Zauner macht es den Lesern (und Kritikern) auch in seinem neuen Buch schwer. Mit Inhaltsangaben der zehn Prosastücke (die Titel haben wie: „lufthundewasser hat zunge in meinen mund hinein rausgestreckt“ oder „schutzhüllen bitte fürs supergeile hochgurtgerümpelgelage im flex“) brauche ich erst gar nicht anzufangen, geht nämlich nicht. Schon der Titel mutet ungewöhnlich an: die ofensau muss raus. Was bedeutet das? Am Ende des Buches findet sich eine mögliche Erklärung: „die ofensau muß raus weil sonst das eisen zusammengeschmolzen wird so steht es am eingang des stahlwerks das vor unseren augen tango zu tanzen beginnt.“ Aha!? Ist doch logisch, oder?
Nichts ist logisch bei Zauner, obwohl sich im Text oft Konjunktionen wie weil, also, dadurch finden, die doch eigentlich dem menschlichen Hirn angenehme, weil logische Schlussfolgerungen und Gründe bieten und somit Licht ins Dunkel bringen. Das Problem bei Zauner: Subjekt und Objekte werden munter vertauscht, sodass erst recht wieder kein Sinn erzeugt werden kann.
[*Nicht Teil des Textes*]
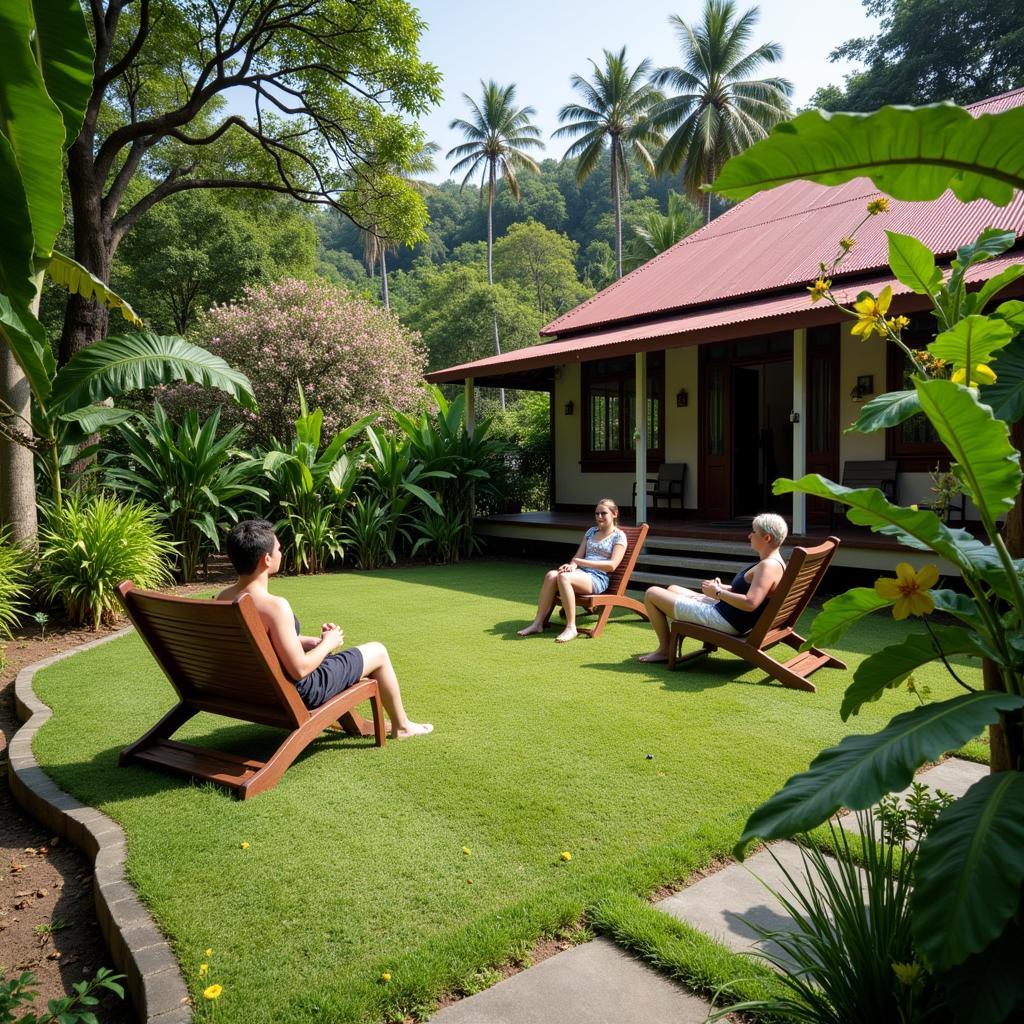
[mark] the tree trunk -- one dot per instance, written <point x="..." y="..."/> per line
<point x="17" y="471"/>
<point x="617" y="201"/>
<point x="86" y="321"/>
<point x="491" y="270"/>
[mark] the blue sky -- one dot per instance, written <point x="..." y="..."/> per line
<point x="539" y="44"/>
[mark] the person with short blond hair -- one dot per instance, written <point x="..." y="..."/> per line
<point x="728" y="607"/>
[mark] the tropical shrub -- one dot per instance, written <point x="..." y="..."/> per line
<point x="15" y="562"/>
<point x="966" y="905"/>
<point x="90" y="544"/>
<point x="352" y="357"/>
<point x="308" y="486"/>
<point x="198" y="484"/>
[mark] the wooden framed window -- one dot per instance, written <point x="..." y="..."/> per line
<point x="913" y="442"/>
<point x="609" y="413"/>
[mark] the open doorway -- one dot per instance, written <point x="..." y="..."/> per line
<point x="762" y="436"/>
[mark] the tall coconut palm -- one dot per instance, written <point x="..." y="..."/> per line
<point x="719" y="109"/>
<point x="376" y="244"/>
<point x="614" y="113"/>
<point x="496" y="138"/>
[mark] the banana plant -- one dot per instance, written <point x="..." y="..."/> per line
<point x="309" y="486"/>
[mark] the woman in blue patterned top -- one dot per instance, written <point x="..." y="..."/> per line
<point x="586" y="572"/>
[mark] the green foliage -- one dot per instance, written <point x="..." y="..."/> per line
<point x="15" y="562"/>
<point x="16" y="993"/>
<point x="967" y="898"/>
<point x="197" y="483"/>
<point x="91" y="544"/>
<point x="974" y="50"/>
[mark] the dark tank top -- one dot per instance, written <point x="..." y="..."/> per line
<point x="740" y="621"/>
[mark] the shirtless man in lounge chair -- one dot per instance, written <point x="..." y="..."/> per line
<point x="318" y="674"/>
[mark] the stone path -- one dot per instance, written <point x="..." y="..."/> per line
<point x="598" y="983"/>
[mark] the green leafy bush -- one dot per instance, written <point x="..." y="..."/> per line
<point x="198" y="484"/>
<point x="90" y="544"/>
<point x="14" y="565"/>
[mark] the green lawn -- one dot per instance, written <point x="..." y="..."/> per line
<point x="355" y="860"/>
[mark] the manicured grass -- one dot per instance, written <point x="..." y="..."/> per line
<point x="355" y="862"/>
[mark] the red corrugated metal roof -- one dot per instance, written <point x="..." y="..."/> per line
<point x="773" y="312"/>
<point x="777" y="239"/>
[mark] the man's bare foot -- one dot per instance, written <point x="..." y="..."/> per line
<point x="413" y="729"/>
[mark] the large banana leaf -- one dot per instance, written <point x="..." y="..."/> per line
<point x="127" y="363"/>
<point x="911" y="154"/>
<point x="66" y="50"/>
<point x="28" y="341"/>
<point x="15" y="229"/>
<point x="914" y="527"/>
<point x="889" y="667"/>
<point x="77" y="280"/>
<point x="33" y="125"/>
<point x="986" y="463"/>
<point x="862" y="769"/>
<point x="886" y="411"/>
<point x="970" y="870"/>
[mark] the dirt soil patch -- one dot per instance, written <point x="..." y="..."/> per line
<point x="47" y="915"/>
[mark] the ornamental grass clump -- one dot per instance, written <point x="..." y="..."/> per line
<point x="90" y="544"/>
<point x="352" y="357"/>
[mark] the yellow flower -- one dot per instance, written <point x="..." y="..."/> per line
<point x="819" y="289"/>
<point x="871" y="313"/>
<point x="980" y="375"/>
<point x="907" y="974"/>
<point x="909" y="590"/>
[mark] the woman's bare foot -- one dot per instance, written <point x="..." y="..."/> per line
<point x="529" y="630"/>
<point x="413" y="729"/>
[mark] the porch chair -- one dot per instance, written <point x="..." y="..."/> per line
<point x="776" y="624"/>
<point x="671" y="483"/>
<point x="614" y="596"/>
<point x="219" y="658"/>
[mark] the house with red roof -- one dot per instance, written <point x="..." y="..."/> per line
<point x="744" y="379"/>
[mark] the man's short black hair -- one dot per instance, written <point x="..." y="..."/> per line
<point x="248" y="542"/>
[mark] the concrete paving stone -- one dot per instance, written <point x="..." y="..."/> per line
<point x="717" y="903"/>
<point x="596" y="982"/>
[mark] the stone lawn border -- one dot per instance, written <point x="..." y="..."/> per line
<point x="138" y="948"/>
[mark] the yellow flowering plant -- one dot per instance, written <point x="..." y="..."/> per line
<point x="967" y="907"/>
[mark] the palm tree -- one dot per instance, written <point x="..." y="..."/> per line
<point x="719" y="110"/>
<point x="616" y="112"/>
<point x="376" y="244"/>
<point x="659" y="231"/>
<point x="496" y="138"/>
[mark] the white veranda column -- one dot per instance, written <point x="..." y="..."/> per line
<point x="640" y="435"/>
<point x="799" y="426"/>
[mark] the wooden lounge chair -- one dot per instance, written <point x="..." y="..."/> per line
<point x="776" y="625"/>
<point x="219" y="658"/>
<point x="614" y="596"/>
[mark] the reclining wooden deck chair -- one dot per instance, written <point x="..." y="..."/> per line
<point x="777" y="624"/>
<point x="614" y="596"/>
<point x="219" y="658"/>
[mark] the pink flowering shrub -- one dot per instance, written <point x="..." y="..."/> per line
<point x="352" y="358"/>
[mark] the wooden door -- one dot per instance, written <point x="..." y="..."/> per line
<point x="822" y="415"/>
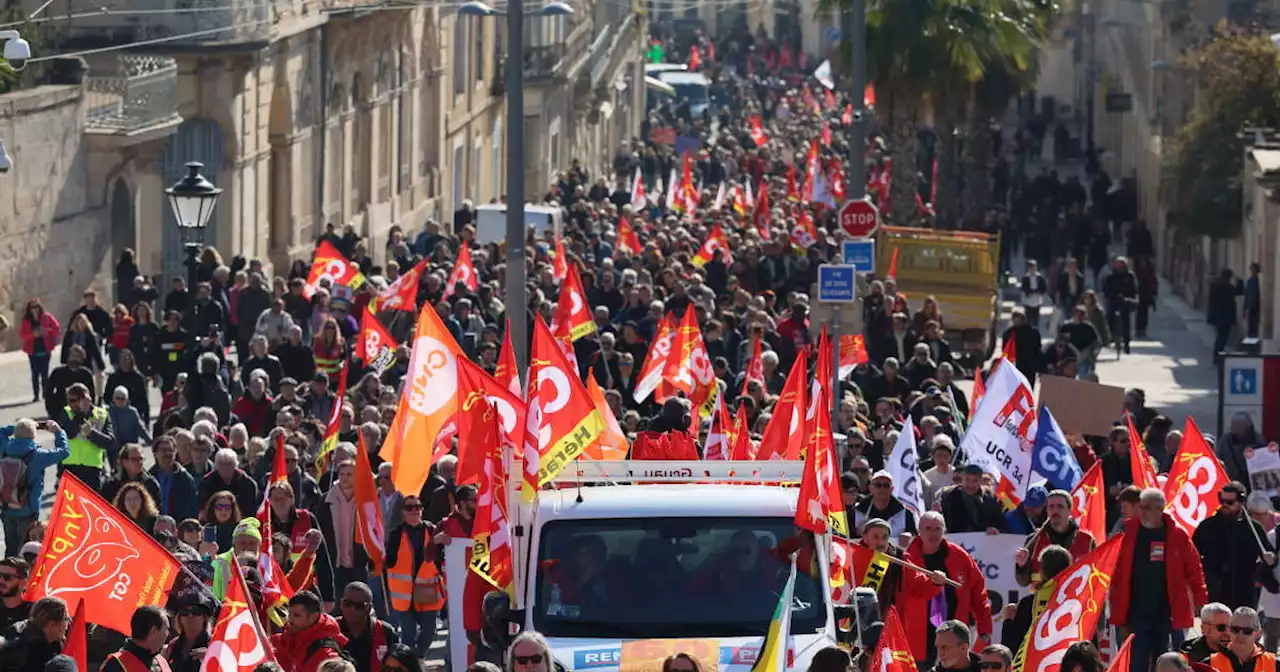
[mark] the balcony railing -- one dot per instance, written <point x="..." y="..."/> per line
<point x="183" y="23"/>
<point x="132" y="92"/>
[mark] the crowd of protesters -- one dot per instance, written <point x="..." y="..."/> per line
<point x="246" y="359"/>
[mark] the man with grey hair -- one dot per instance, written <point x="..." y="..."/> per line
<point x="1215" y="618"/>
<point x="1157" y="583"/>
<point x="227" y="475"/>
<point x="952" y="641"/>
<point x="1243" y="653"/>
<point x="23" y="465"/>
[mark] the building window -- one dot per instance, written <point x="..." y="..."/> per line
<point x="460" y="55"/>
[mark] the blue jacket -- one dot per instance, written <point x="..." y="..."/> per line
<point x="41" y="460"/>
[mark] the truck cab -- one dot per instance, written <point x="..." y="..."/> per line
<point x="659" y="551"/>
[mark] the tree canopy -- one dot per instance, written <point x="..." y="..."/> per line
<point x="1238" y="80"/>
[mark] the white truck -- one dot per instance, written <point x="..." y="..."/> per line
<point x="662" y="542"/>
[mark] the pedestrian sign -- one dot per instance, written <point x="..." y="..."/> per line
<point x="860" y="254"/>
<point x="1243" y="380"/>
<point x="837" y="283"/>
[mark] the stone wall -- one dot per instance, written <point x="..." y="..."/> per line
<point x="54" y="225"/>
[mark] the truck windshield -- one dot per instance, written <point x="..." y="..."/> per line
<point x="671" y="577"/>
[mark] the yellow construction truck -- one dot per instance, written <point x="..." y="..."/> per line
<point x="961" y="270"/>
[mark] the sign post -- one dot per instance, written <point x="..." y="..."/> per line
<point x="859" y="218"/>
<point x="837" y="284"/>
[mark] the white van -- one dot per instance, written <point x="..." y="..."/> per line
<point x="693" y="86"/>
<point x="659" y="549"/>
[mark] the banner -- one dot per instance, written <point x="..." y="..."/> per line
<point x="995" y="558"/>
<point x="95" y="554"/>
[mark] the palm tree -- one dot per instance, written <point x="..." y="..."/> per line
<point x="933" y="51"/>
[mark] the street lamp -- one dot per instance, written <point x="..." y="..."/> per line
<point x="517" y="273"/>
<point x="192" y="200"/>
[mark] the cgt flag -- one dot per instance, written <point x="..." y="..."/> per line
<point x="96" y="554"/>
<point x="1073" y="609"/>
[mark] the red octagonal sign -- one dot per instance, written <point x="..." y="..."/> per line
<point x="859" y="218"/>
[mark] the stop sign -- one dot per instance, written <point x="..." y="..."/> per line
<point x="859" y="218"/>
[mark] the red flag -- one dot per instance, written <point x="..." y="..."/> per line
<point x="1120" y="663"/>
<point x="1194" y="480"/>
<point x="1088" y="502"/>
<point x="743" y="448"/>
<point x="402" y="293"/>
<point x="370" y="530"/>
<point x="562" y="421"/>
<point x="755" y="366"/>
<point x="328" y="264"/>
<point x="760" y="215"/>
<point x="757" y="129"/>
<point x="464" y="272"/>
<point x="238" y="643"/>
<point x="96" y="554"/>
<point x="1139" y="461"/>
<point x="1073" y="609"/>
<point x="786" y="424"/>
<point x="892" y="650"/>
<point x="375" y="346"/>
<point x="77" y="640"/>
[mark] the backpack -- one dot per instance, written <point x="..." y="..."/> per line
<point x="14" y="485"/>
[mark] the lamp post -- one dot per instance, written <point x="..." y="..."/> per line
<point x="192" y="200"/>
<point x="517" y="272"/>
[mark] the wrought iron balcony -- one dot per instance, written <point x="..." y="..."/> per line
<point x="182" y="23"/>
<point x="129" y="94"/>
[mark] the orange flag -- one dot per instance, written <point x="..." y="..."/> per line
<point x="1088" y="502"/>
<point x="1139" y="461"/>
<point x="743" y="448"/>
<point x="238" y="643"/>
<point x="77" y="640"/>
<point x="613" y="443"/>
<point x="892" y="650"/>
<point x="95" y="554"/>
<point x="1120" y="663"/>
<point x="656" y="361"/>
<point x="1194" y="480"/>
<point x="572" y="315"/>
<point x="426" y="405"/>
<point x="562" y="421"/>
<point x="782" y="435"/>
<point x="370" y="530"/>
<point x="1079" y="590"/>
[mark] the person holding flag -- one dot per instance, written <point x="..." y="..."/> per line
<point x="1061" y="530"/>
<point x="968" y="603"/>
<point x="149" y="631"/>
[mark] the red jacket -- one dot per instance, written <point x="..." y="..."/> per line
<point x="1184" y="576"/>
<point x="291" y="648"/>
<point x="53" y="333"/>
<point x="973" y="606"/>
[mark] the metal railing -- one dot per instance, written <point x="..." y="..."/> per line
<point x="132" y="92"/>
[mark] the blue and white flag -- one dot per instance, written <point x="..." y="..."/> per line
<point x="1052" y="456"/>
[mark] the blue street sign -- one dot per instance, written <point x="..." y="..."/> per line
<point x="860" y="254"/>
<point x="837" y="283"/>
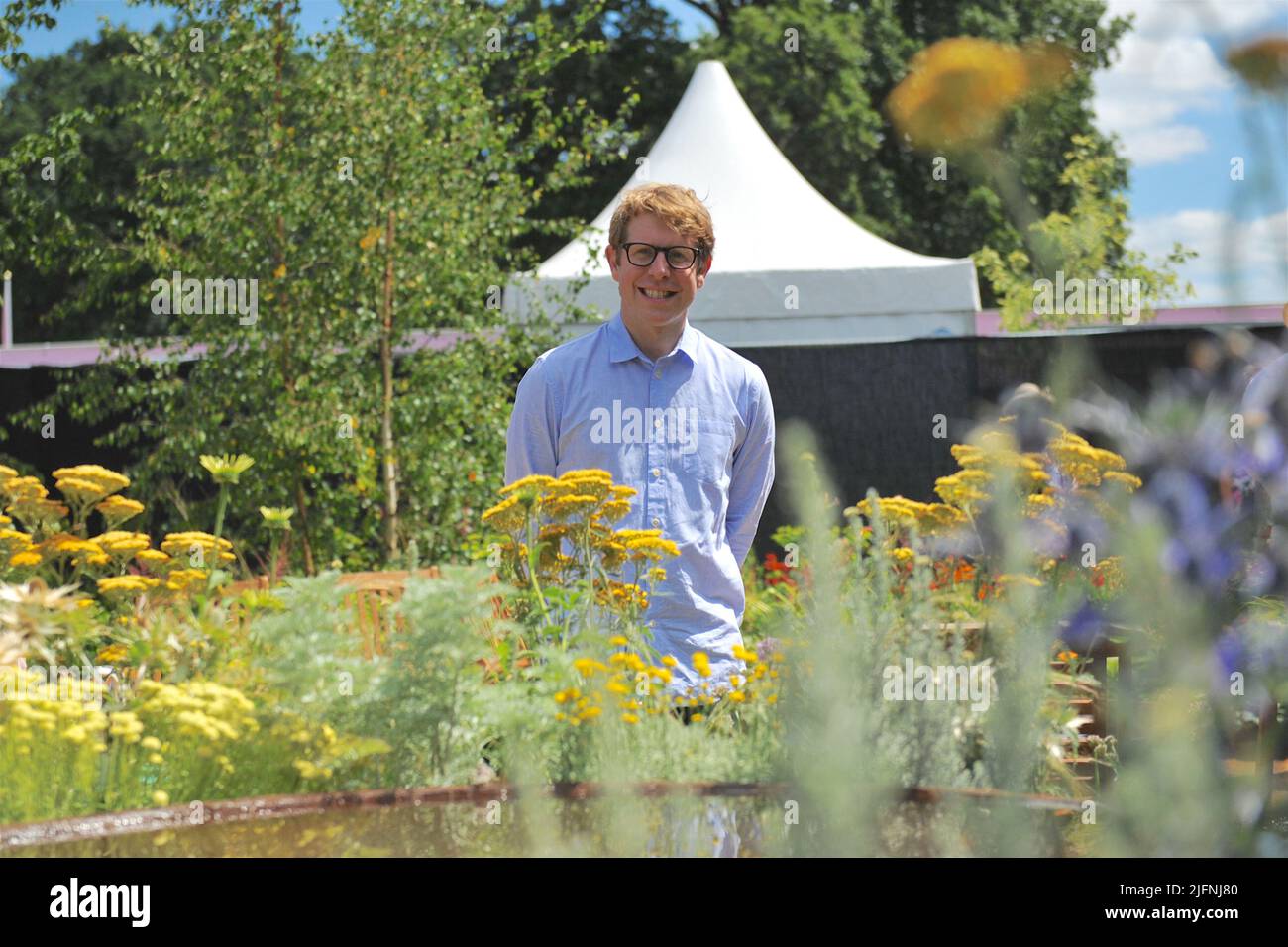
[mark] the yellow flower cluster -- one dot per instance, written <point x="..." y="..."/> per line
<point x="47" y="539"/>
<point x="197" y="709"/>
<point x="1085" y="464"/>
<point x="900" y="510"/>
<point x="578" y="510"/>
<point x="639" y="688"/>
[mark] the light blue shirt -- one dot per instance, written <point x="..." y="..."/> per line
<point x="694" y="433"/>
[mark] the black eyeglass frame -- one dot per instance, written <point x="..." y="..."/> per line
<point x="697" y="254"/>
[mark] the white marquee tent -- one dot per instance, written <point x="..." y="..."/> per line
<point x="773" y="232"/>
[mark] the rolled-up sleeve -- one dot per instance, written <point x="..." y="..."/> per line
<point x="533" y="433"/>
<point x="752" y="470"/>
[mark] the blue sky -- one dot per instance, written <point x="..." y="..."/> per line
<point x="1181" y="114"/>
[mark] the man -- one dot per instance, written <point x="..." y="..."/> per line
<point x="669" y="411"/>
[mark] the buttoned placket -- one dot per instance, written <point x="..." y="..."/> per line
<point x="655" y="501"/>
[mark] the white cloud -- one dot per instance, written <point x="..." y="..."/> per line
<point x="1225" y="17"/>
<point x="1167" y="67"/>
<point x="1158" y="145"/>
<point x="1237" y="262"/>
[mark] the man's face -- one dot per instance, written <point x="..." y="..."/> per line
<point x="673" y="289"/>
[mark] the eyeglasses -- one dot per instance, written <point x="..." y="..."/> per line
<point x="677" y="257"/>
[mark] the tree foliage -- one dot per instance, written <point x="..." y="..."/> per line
<point x="372" y="188"/>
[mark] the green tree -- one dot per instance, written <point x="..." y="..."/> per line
<point x="1082" y="244"/>
<point x="819" y="93"/>
<point x="58" y="292"/>
<point x="373" y="189"/>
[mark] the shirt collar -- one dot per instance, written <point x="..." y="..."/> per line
<point x="622" y="348"/>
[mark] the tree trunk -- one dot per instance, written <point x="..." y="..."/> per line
<point x="307" y="548"/>
<point x="386" y="412"/>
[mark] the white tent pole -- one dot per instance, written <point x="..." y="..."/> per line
<point x="7" y="322"/>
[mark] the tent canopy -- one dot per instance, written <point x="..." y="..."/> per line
<point x="780" y="244"/>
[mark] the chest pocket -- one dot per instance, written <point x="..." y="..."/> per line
<point x="712" y="450"/>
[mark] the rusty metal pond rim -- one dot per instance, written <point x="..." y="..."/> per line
<point x="197" y="813"/>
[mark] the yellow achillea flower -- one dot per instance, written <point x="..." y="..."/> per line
<point x="651" y="548"/>
<point x="107" y="480"/>
<point x="127" y="585"/>
<point x="571" y="505"/>
<point x="14" y="541"/>
<point x="24" y="488"/>
<point x="112" y="654"/>
<point x="958" y="89"/>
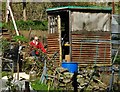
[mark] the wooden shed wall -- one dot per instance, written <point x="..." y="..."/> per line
<point x="91" y="47"/>
<point x="53" y="46"/>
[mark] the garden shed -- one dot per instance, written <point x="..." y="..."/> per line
<point x="80" y="34"/>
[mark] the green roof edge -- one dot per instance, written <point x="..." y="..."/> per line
<point x="79" y="7"/>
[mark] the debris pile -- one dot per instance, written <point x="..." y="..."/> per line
<point x="86" y="79"/>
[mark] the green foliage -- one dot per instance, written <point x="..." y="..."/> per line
<point x="36" y="85"/>
<point x="117" y="61"/>
<point x="26" y="25"/>
<point x="20" y="38"/>
<point x="5" y="44"/>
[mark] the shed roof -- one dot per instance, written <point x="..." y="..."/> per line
<point x="79" y="7"/>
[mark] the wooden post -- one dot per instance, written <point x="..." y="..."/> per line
<point x="70" y="35"/>
<point x="59" y="31"/>
<point x="13" y="21"/>
<point x="24" y="10"/>
<point x="7" y="10"/>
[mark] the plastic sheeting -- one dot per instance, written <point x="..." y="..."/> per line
<point x="90" y="21"/>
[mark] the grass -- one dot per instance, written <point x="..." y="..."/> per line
<point x="37" y="85"/>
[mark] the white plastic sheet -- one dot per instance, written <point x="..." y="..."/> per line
<point x="90" y="21"/>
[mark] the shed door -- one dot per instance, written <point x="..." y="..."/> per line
<point x="54" y="34"/>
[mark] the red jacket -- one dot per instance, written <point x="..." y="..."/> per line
<point x="39" y="45"/>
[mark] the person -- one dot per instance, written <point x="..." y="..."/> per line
<point x="35" y="45"/>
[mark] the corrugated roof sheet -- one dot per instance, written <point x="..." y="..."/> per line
<point x="79" y="7"/>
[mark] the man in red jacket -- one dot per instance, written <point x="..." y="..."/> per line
<point x="35" y="45"/>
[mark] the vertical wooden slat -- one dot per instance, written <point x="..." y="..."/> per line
<point x="70" y="38"/>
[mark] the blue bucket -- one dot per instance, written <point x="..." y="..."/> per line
<point x="71" y="66"/>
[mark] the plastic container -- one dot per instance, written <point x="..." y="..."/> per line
<point x="71" y="66"/>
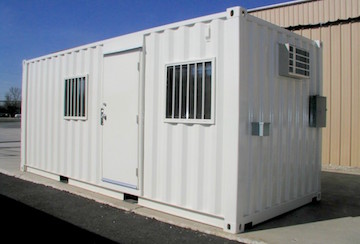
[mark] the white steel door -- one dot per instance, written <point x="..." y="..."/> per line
<point x="119" y="119"/>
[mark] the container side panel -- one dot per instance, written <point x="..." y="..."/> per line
<point x="57" y="145"/>
<point x="284" y="166"/>
<point x="182" y="162"/>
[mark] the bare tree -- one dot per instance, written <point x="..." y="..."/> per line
<point x="13" y="100"/>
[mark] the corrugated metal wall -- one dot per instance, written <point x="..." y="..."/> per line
<point x="290" y="153"/>
<point x="64" y="147"/>
<point x="183" y="161"/>
<point x="336" y="24"/>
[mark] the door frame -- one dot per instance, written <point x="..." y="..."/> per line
<point x="141" y="113"/>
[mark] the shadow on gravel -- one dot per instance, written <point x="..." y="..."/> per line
<point x="340" y="198"/>
<point x="21" y="223"/>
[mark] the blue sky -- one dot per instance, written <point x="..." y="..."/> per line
<point x="32" y="28"/>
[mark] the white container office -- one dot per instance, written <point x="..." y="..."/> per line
<point x="214" y="119"/>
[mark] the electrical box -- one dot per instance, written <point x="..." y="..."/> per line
<point x="260" y="129"/>
<point x="317" y="111"/>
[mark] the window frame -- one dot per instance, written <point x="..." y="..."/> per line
<point x="210" y="121"/>
<point x="294" y="66"/>
<point x="86" y="93"/>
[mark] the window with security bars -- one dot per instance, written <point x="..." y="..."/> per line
<point x="299" y="62"/>
<point x="75" y="105"/>
<point x="189" y="92"/>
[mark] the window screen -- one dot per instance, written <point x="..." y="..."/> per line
<point x="75" y="105"/>
<point x="299" y="62"/>
<point x="189" y="89"/>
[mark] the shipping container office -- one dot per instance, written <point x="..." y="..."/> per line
<point x="209" y="119"/>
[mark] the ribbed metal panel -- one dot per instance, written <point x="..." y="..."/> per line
<point x="183" y="162"/>
<point x="310" y="13"/>
<point x="340" y="68"/>
<point x="284" y="166"/>
<point x="188" y="165"/>
<point x="217" y="170"/>
<point x="63" y="146"/>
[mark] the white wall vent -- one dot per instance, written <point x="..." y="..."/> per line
<point x="293" y="61"/>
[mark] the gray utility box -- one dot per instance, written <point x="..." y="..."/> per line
<point x="317" y="111"/>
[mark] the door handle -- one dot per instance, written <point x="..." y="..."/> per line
<point x="103" y="116"/>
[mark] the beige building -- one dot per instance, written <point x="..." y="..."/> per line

Der titelgebende Text fängt folgendermaßen an: „mit neuer spielzeugbank täter beraubt. so fuchtelt das bild in der pistole wild umher und findet keine öffnung mehr.“ Einige Absätze weiter heißt es: „pistole von café überfallen. schauplatz war ein 1000 euro schein.“ Solche Textschablonen kennt man aus den Allerweltsmeldungen in Zeitungen, wenn von Banküberfällen, Hundebissen, Verkehrsunfällen erzählt und dem Leser eine falsche Aktualität vorgegaukelt wird.
Zauner spielt in seinen Texten mit solchen Hülsen, auch mit den marketinggerechten Modewörtern, die er einfach auseinandernimmt und dadurch wirkungslos macht. In seiner Prosa arbeitet „ein gerät zum aufreißen der wörter. ein gerät zum auseinandernehmen der wortorgane. ein gerät zum zersägen der schriftknochen. eine maschine zum keltern von wortwein. eine maschine zum mumifizieren von wortleichen.“
Zauners Texte liefern keinen offensichtlichen Sinn, deswegen aber nicht autormatisch schlichten Unsinn. Sie sind wohl geformt, nicht einfach durch einen Zufallsgenerator gepresst worden. Hier steht nichts beliebig nebeneinander. In diesem Sinne könnte man sagen, dass Zauner „Un-Sinn“ produziert, das heißt den gewohnten Sinn vorsätzlich konterkariert. „welche geschichte will denn hier erzählt werden.“ heißt es im Text „öffnung krach fluggebirge sind aufgesprungen“. Bemerkenswert, dass das Fragezeichen fehlt, sodass eine Antwort überflüssig ist: natürlich werden tausend und keine erzählt. Alles ist möglich! „bekannt wurde ich also als worteaufschlitzer. ich bin der einzige dem es gelingt worte aufzuritzen.“ Heraus kommen bei diesen Unternehmungen solch originelle Wortschöpfungen wie aufknetschwabbelauto, durchgackerköder, worttrichterkniebeugenkugeln, oleanderlöffelmesser, krachstückpolitreden, lärmfadenausrutscher, wortbauchkapuzen und so weiter.
Wer Zauner zu sich nimmt wie ein x-beliebiges Stück „normaler“ Literatur, wird enttäuscht sein und nach wenigen Seiten Lektüre scheitern. Es gibt keine rekonstruierbare Geschichte, keine Figuren, die Konturen annehmen würden, da hilft auch Weiterblättern nicht, Zauner zieht sein Ding 160 Seiten lang gnadenlos durch. Rationales Lesen ist nicht gefragt, hier müssen andere Lesestrategien angewendet, andere Erwartungen formuliert werden. Zauners Text bietet dem offenen Leser schräge Ansichten, viel Wortmaterial, in dem tief geschürft und gegraben werden kann, Bruchstücke, die zum Weiterdenken anregen. Die Lektüre von die ofensau muss raus befreit den Leser von üblichen Lesegewohnheiten und erzeugt schöne, ungewöhnliche, inspirative Lesemomente. Zauner ist mit Sicherheit ein singulärer Autor in Österreich, er schafft ein einmaliges Werk, das nicht nach links und rechts schielt. Diese Konsequenz verdient Beachtung und Anerkennung.